Дверь на чердак была закрыта, на ней висел амбарный замок внушительных размеров. Рядом с дверью стояли две большие картонные коробки. Аня сжала их, положила одну на другую и села. От голода сводило желудок. Клонило в сон, однако Аня еще долго прислушивалась к редкому хлопанью дверей и лязгу замков. Но среди этих звуков не было тех, что она ожидала. Грохотали трамваи, со двора доносился шум автомобильных моторов, иногда кто-то входил в подъезд. Но это были не те люди, которых она ждала. Аня легла на бок, рюкзак сунула под голову, нос спрятала в воротник куртки, руки прижала к урчащему животу и уснула.
Проснулась она от острой боли, пронизывающей плечо и шею. Изо рта текла густая слюна. Часы показывали двадцать две минуты седьмого. Девочка вытерла рот носовым платком и села. Хлопнула дверь подъезда. Судя по звуку шагов, по лестнице поднималась женщина. Но это была не Шура. Вот она на втором этаже, на третьем. Аня напряглась. Женщина позвонила в чью-то дверь, и ей открыли. Вытерев тыльной стороной ладони выступившую на лбу испарину, Аня повела занемевшими плечами и поморщилась — в нос ей ударил неприятный запах собственного пота. Она встала, нацепила рюкзак и уже хотела спуститься вниз, как открылась дверь квартиры на четвертом этаже и на площадку, цокая когтями по кафелю, выскочила полудворняга-полуболонка, которую все соседи терпеть не могли из-за скандального характера — она облаивала всех до хрипоты и кидалась на детей.

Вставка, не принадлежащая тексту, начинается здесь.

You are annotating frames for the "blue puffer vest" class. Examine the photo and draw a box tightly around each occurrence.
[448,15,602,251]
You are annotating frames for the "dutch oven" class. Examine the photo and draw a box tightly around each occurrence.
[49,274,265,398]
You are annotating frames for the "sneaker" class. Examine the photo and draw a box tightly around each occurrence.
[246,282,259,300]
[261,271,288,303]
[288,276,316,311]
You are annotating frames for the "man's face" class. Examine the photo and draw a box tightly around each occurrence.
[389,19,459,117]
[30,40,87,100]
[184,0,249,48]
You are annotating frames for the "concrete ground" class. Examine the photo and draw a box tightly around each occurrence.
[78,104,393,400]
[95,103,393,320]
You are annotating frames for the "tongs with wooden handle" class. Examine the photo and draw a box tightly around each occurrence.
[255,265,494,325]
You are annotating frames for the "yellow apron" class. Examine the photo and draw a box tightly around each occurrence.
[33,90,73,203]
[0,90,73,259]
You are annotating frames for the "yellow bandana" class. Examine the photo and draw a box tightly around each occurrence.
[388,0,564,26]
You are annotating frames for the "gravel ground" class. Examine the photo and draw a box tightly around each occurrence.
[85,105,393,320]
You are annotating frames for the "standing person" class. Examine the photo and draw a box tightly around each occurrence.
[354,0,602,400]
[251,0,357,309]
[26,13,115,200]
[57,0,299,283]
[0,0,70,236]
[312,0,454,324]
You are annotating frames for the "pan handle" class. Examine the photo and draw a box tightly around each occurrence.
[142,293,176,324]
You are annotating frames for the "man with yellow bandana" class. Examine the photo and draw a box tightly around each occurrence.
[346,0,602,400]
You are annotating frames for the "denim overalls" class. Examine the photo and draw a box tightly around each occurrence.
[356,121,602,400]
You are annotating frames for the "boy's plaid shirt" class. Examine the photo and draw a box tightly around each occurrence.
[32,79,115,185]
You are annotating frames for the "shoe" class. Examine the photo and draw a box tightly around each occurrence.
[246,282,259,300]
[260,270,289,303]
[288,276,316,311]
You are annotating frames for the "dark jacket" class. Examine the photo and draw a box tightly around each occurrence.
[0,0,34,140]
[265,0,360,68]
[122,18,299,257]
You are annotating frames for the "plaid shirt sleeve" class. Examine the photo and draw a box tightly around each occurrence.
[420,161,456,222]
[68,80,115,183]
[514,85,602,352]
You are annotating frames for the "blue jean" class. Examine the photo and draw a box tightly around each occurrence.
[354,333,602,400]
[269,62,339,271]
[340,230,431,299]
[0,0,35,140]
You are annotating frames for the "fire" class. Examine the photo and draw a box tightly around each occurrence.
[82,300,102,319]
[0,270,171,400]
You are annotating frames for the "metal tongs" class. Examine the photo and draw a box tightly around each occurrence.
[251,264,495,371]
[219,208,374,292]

— Не дергай поводок! — проворчала ее хозяйка, пышнотелая блондинка. — Да замолчи ты! Белка! Назад!
Но Белка уже взлетела на чердак и накинулась на Аню. Прижавшись к стене, Аня отмахивалась от псины куском картона, и это еще больше злило болонку.
— Белка! Назад! — Блондинка пыталась поймать кончик поводка, и наконец ей это удалось. Она оттянула собаку от Ани и нахмурилась. — Что ты здесь делаешь?
— Ничего, — ответила Аня, косясь на Белку и прижимаясь спиной к стене.
— Как это — ничего? Ты что, ночевала здесь? — Она скользнула взглядом по смятой коробке.
— Не ваше дело, — огрызнулась Аня.
Белка снова залаяла. Хозяйка ударила ее поводком по ушам. Болонка взвизгнула и заскулила.
— Это, знаешь ли, мое дело. Это моя крыша, и я за нее отвечаю, так что иди отсюда! — Полное, холеное лицо женщины наливалось негодованием. — Б… тут устроила! — фальцетом крикнула она, и эти слова больно хлестнули Аню по лицу.
Так больно, что девочка вмиг очнулась от ступора, в который ее загнали. В доли секунды ею овладело неуемное озорство, то самое, которое в детстве заставляет на спор перебежать дорогу перед мчащимся автомобилем, с зонтиком сигануть с крыши сарая на охапку соломы, зажмурившись, прыгнуть со скалы в море, надеясь миновать острые камни. Потом бешено стучит сердце и из груди рвется крик: «Я сделал это!», а ночью оно заходится в бешеном ритме, прошибает холодный пот и трясутся поджилки от мысли «А что, если бы?..».